Home >  Berita >  Hukum
Upacara HUT RI ke 71 di Lima Puluh Kota Hikmad

47 Napi Peroleh Remisi, 3 Langsung Bebas Hirup Udara Segar

47 Napi Peroleh Remisi, 3 Langsung Bebas Hirup Udara Segar
REMISI - Bupati Lima Puluh Kota Irfendi Arbi menyerahkan remisi bagi narapidana di Lapas Anak Tanjung Pati dalam rangkaian acara peringatan HUT RI ke 71, Rabu (17/8).
Rabu, 17 Agustus 2016 16:15 WIB
Penulis: Tri Nanda
LIMAPULUH KOTA- Upacara peringatan Hari Ulang Tahun (HUT) Republik Indonesia (RI) ke 71 di GOR Singa Harau, Rabu (17/8) berlangsung hikmad. Upacara peringatan detik-detik proklamasi itu dipimpin langsung oleh Bupati Lima Puluh Kota Irfendi Arbi.

         Sedangkan yang bertindak sebagai komandan upacara Ipda Admaji Sugeng Wibowo, S.Ik dari polres Limapuluh Kota dan perwira upacara AKP Joko Dwi Putro dari kesatuan yang sama.

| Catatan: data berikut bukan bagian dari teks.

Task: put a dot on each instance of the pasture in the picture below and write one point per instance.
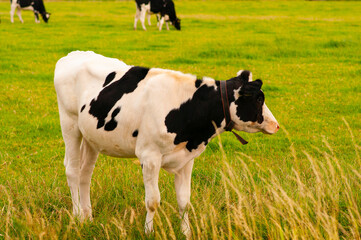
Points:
(302, 183)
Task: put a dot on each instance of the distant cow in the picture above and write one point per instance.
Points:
(163, 8)
(37, 6)
(164, 118)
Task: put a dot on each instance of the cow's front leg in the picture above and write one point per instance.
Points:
(143, 11)
(151, 167)
(161, 22)
(18, 12)
(182, 182)
(36, 15)
(12, 12)
(72, 140)
(136, 18)
(148, 16)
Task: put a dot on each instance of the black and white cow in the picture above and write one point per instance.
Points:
(163, 8)
(37, 6)
(164, 118)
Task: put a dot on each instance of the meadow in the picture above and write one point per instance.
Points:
(302, 183)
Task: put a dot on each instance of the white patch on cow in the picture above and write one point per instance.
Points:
(209, 82)
(249, 78)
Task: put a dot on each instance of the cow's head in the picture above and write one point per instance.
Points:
(45, 16)
(176, 23)
(249, 111)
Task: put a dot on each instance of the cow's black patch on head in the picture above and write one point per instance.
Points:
(109, 78)
(192, 121)
(112, 93)
(245, 76)
(82, 108)
(250, 102)
(135, 133)
(198, 83)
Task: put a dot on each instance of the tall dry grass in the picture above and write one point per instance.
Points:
(319, 201)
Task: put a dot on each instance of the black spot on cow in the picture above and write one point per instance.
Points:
(192, 121)
(198, 83)
(135, 133)
(112, 93)
(112, 124)
(82, 108)
(109, 78)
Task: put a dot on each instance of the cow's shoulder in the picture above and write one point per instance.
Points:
(193, 120)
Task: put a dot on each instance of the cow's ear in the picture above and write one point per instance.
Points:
(258, 84)
(245, 76)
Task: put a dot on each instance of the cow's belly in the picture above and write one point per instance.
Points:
(117, 143)
(179, 157)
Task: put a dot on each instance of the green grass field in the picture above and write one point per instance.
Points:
(302, 183)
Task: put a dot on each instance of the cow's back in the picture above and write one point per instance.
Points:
(112, 103)
(79, 71)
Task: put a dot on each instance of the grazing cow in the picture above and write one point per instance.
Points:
(163, 8)
(37, 6)
(164, 118)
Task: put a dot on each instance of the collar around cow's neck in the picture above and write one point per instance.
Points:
(227, 115)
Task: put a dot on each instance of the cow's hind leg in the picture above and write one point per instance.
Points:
(88, 158)
(18, 12)
(151, 163)
(183, 189)
(72, 140)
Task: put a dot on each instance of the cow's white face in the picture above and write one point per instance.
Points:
(249, 110)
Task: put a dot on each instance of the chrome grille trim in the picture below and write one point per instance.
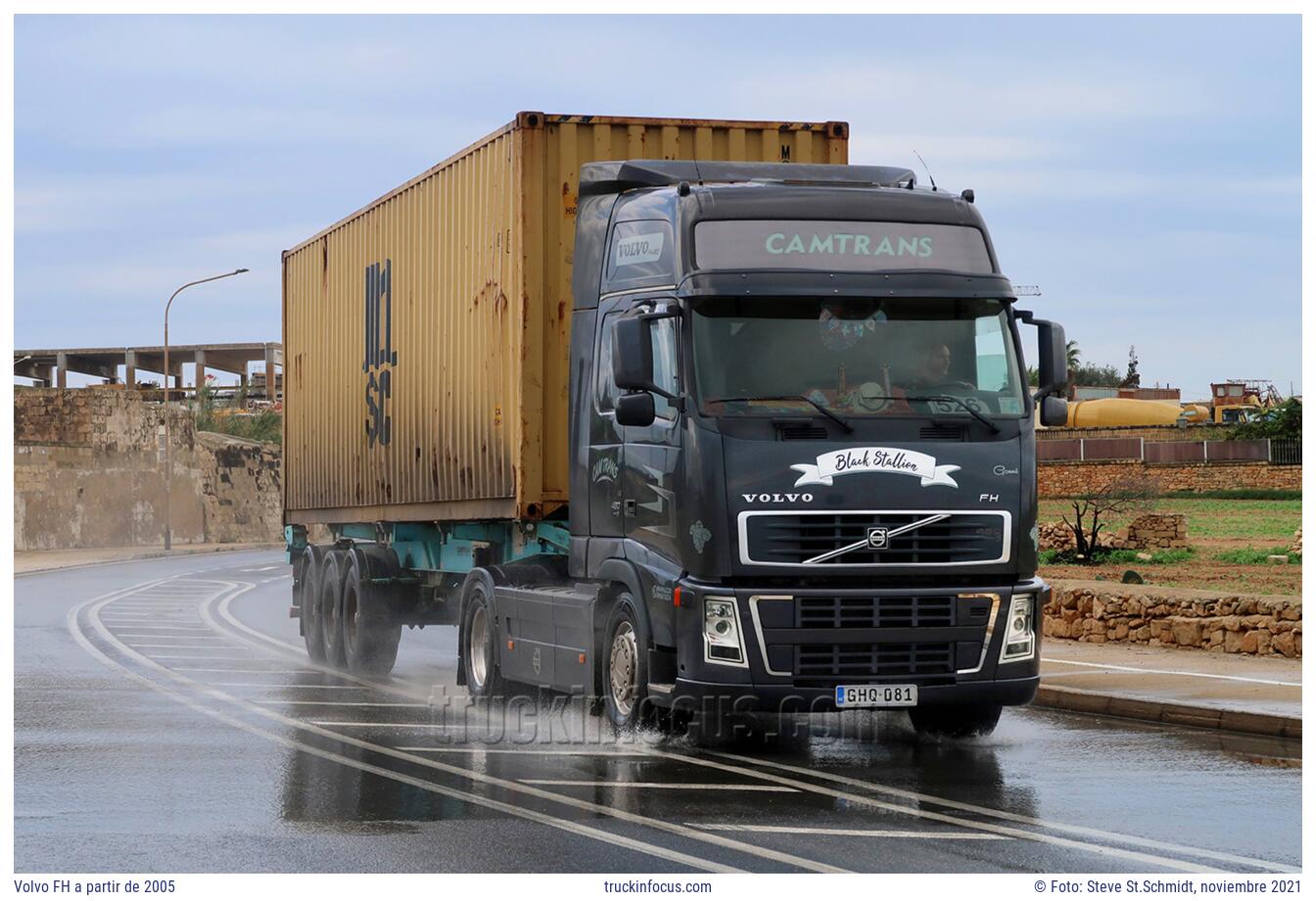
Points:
(940, 516)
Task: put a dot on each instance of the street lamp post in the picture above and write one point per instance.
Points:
(168, 467)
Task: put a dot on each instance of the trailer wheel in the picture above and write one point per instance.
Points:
(370, 636)
(479, 637)
(331, 608)
(308, 571)
(626, 666)
(956, 721)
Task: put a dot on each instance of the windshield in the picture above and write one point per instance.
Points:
(856, 356)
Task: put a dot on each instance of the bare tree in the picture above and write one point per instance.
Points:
(1132, 494)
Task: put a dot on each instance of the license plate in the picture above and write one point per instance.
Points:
(876, 696)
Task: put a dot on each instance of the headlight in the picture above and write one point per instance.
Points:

Sementara pengibar bendera masing-masingnya Muhamad Bagasta dari SMAN 1 Harau, Muhamad Iqbal asal SMAN 2 Bukik Barisan dan M Fadli Ashidiqi dari SMAN 1 Suliki. Berikutnya, pembawa bendera dilakoni Anggun Suri Dwinata asal SMAN 1 Guguak dan pembacaan      teks proklamasi oleh Ketua DPRD Syafaruddin Dt. Bandaro Rajo, SH.

Sedangkan pada penurunan bendera dengan komandan upacara Kapten C2.1 Jhoni Porta dari Kodim 0306/50Kota dan perwira upacara Kapten Inf. Suntoro juga dari Kodim yang sama.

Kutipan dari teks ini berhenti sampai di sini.